Database Searching and Pairwise Alignment Techniques

advertisement
Module 4
Database Searching and Pairwise Alignment Techniques
AIMS

To explain the principles underlying local and global alignment programs

To explain what substitution matrices are and how they are used

To introduce the commonly used pairwise alignment programs

To explore the significance of alignment results
OBJECTIVES
The student should be able to:

Carry out FastA and Blast searches

To select appropriate substitution matrices

To evaluate the significance of alignment/search results
INTRODUCTION
Regardless of whether you are dealing with a DNA or protein sequence you will commonly want to
compare the sequence you are analysing to DNA or protein sequences held in a database. The
principles underlying the comparison of a search sequence with sequences held in the database
involves pairwise comparison of the search sequence with each of the database sequences. It is the
methodology of such pairwise comparisons that is the subject matter of this module.
Similarity versus homology
One very important consideration to deal with before looking at the procedures which can be
employed to compare two DNBA or protein sequences is to define two terms that are subject to much
misuse. The terms in question are ‘homology’ and ‘similarity’. If two genes have a common ancestor
they said to be homologous or to exhibit homology. The two genes either had a common ancestor or
they didn’t, therefore terms employing percent homology are meaningless. However, when you
compare two related sequences there are likely to be many similarities between the two sequences and
these can be quantified to give a percent similarity. It is from the degree of similarity between two
sequences that homology is inferred.
Information theory examines the properties of messages. If we consider a protein to be a message then
we can calculate it information content in terms of bits. The calculation gives a value of about 4.19
bits per residue. Given an average protein size of 150 residues this corresponds to an information
content of 630 bits.
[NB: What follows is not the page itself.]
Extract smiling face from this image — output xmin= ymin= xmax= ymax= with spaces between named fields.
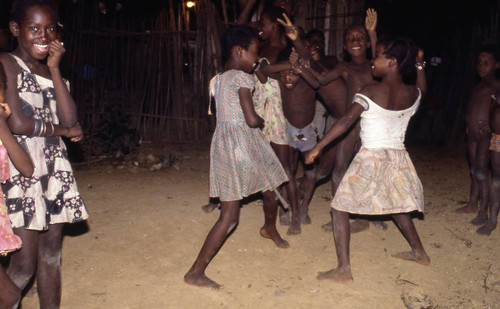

From this we can work out that the probability that two random sequences would
specify the same message is 2-630 or about 10-190. This implies that convergent evolution giving rise to
two similar sequences would be very rare and consequently if two sequences exhibit significant
similarity it must have arisen through the fact that the two sequences arose from a common ancestor
and therefore are homologous.
The basic concepts
The basic concepts associated with the pairwise alignment of DNA and protein sequences can be
approached using a linguistic metaphor. The English alphabet contains 26 letters, that of DNA 4, and
that of protein 20. Sometimes additional characters may be added to these basic alphabets, particularly
where there is some degree of ambiguity over a position e.g. X is often used for unknown bases or
amino acid residues (see Module 1). The way in which to align two identical sequences of characters
is obvious.
We can measure similarity or dissimilarity between pairs of sequences to give scores.
There are several ways in which sequence (dis)similarity is measured:
The Hamming Distance measures the number of different characters there are between two
sequences, such as with the following two sequences:
AGATCTAG TCGA
AGGCATCATGCAGT
which differ in 10 places, so their Hamming distance is 10.
The proportional or p-distance. This is the Hamming distance divided by the total sequence
length, so ranges from 0 to 1. In the above example the p-distance is 10/14.
The log-odds ratio. This is a measure of how unlikely it is that two sequences should be so
similar. It is based on the observed frequencies of each of the characters (bases or amino
acids) in the sequences, and the probability of observing each homologous pair in the two
sequences. It is a positive score, measuring similarity, and is calculated by adding the scores
from pre-calculated matrices (see PAM and BLOSUM matrices below) with all the possible
pairs of characters.
Gaps
Obviously genes can suffer insertions and deletions of one more bases and the corresponding proteins
will contain insertions and deletions of amino acid residues. In order to compensate for such events it
is necessary to introduce gaps into an alignment, but not so many that the alignment becomes
unreliable. The most common method involves giving a penalty score (d) for opening a gap and
another penalty score for extending the length (x) of the gap. We make the gap-extension cost (x) less
than the gap-open cost (d) so that we don’t get too many gaps inserted, when fewer would do. This
method of assigning gap costs is called affine. Insertions and deletions are lumped together in the term
indels. Unfortunately, values for these penalty scores cannot be arrived at in the systematic way that
substitution matrices were constructed and the values used are arrived at empirically.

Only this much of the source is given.